Nilackal/Pamba: Women journalists faced the wrath of protesters, their vehicles smashed, and young female Ayyappa devotees turned back as hordes of Hindu right activists besieged the road leading to the Sabarimala temple whose gates open for women of menstrual age Wednesday evening for the first time after the Supreme Court's verdict.

The political slugfest over the Kerala government's decision not to file a review petition against the apex court order also spiralled out control as tempers frayed in areas surrounding the hill shrine that was on edge.

Activist Rahul Easwar, a front-ranking leader of the protesters and votary of the continuance of the tradition barring girls and women between 10 and 50 years from entering the temple, a custom which the Supreme Court overturned on September 28, was arrested at Pamba at the foothill from where the trek to the shrine begins.
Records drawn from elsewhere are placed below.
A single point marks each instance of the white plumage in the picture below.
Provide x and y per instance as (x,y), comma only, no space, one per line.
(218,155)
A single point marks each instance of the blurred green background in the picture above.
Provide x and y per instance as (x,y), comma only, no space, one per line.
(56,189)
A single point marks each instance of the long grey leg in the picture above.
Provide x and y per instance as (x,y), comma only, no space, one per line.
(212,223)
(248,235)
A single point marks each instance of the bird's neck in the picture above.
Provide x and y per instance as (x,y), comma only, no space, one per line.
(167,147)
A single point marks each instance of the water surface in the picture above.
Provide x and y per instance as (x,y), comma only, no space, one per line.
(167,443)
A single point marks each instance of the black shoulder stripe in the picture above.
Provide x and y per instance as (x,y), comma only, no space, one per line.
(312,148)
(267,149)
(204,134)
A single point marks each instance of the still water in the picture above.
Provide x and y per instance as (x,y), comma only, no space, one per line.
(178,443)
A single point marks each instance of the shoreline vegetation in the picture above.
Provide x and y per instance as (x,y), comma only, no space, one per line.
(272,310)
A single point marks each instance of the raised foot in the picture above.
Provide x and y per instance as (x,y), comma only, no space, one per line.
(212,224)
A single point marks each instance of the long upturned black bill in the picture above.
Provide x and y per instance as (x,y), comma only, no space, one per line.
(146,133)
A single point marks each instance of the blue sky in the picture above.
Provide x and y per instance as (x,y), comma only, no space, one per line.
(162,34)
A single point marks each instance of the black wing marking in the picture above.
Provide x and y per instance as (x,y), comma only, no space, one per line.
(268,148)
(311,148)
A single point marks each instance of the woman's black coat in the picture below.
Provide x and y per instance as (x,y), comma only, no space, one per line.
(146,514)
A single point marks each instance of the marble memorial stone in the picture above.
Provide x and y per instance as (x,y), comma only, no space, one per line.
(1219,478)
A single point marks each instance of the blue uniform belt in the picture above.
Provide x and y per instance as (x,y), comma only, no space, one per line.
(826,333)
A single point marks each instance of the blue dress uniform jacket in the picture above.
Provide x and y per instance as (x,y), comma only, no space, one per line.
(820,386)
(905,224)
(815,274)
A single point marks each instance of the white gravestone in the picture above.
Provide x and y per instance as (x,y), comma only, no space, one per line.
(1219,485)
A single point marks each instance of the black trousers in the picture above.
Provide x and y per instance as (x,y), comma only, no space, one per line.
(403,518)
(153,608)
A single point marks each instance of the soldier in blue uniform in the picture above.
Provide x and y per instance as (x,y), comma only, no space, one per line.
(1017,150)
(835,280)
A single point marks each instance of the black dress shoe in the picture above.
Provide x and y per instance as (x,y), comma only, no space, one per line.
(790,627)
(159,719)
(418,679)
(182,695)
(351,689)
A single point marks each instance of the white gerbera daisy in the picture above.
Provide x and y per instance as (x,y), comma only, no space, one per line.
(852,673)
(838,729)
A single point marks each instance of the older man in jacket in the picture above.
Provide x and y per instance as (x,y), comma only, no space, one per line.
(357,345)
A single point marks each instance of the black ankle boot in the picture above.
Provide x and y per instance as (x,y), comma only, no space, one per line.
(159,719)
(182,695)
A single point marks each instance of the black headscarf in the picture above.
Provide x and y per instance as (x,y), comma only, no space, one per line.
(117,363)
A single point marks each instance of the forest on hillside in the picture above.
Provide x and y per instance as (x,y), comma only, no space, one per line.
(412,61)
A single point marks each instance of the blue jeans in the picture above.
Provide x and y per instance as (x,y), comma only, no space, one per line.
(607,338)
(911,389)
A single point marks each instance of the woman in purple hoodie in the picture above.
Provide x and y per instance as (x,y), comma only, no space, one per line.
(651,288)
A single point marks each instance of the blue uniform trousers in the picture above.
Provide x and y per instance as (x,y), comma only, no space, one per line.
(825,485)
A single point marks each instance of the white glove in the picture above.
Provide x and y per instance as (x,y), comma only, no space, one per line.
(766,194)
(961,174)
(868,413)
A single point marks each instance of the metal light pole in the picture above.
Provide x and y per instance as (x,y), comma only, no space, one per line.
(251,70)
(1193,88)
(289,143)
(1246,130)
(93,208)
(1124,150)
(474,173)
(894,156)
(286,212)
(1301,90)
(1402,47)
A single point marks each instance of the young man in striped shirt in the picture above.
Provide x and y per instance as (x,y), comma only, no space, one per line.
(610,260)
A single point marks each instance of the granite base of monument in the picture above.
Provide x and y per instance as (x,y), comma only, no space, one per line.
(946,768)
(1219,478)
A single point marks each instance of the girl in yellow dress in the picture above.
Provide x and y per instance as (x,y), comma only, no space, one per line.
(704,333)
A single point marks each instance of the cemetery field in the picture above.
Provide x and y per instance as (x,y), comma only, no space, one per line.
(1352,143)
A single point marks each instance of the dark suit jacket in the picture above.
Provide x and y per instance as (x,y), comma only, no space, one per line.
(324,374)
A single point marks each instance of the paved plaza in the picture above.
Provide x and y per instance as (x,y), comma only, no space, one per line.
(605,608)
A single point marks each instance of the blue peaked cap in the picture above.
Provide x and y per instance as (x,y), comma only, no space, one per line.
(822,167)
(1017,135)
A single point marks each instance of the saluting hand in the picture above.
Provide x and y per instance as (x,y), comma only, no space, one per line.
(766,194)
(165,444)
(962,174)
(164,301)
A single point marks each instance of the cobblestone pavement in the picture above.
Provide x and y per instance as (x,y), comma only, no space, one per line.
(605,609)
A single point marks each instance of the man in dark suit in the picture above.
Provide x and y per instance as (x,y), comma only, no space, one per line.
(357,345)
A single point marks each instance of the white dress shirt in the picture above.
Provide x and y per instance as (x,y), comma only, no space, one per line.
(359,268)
Simmering tension prevailing in Nilackal since morning erupted into rank rowdyism as scores of activists of fringe groups heckled women journalists of at least four national TV channels and vandalised their vehicles.

National TV showed protesters wearing black and saffron turbans running after their cars, violently pounding and kicking the vehicles in a bid to stop them from proceeding to Pamba from Nilackal on the way to Sabarimala.

There was a massive police presence in Pamba, Nilackal and Erumeli- the important landmarks en route Sabarimala.

Both the Congress, the main opposition party in Kerala, and the BJP, which is desperately seeking to expand its footprint in the state, have lent support to the agitation against the Supreme Court verdict.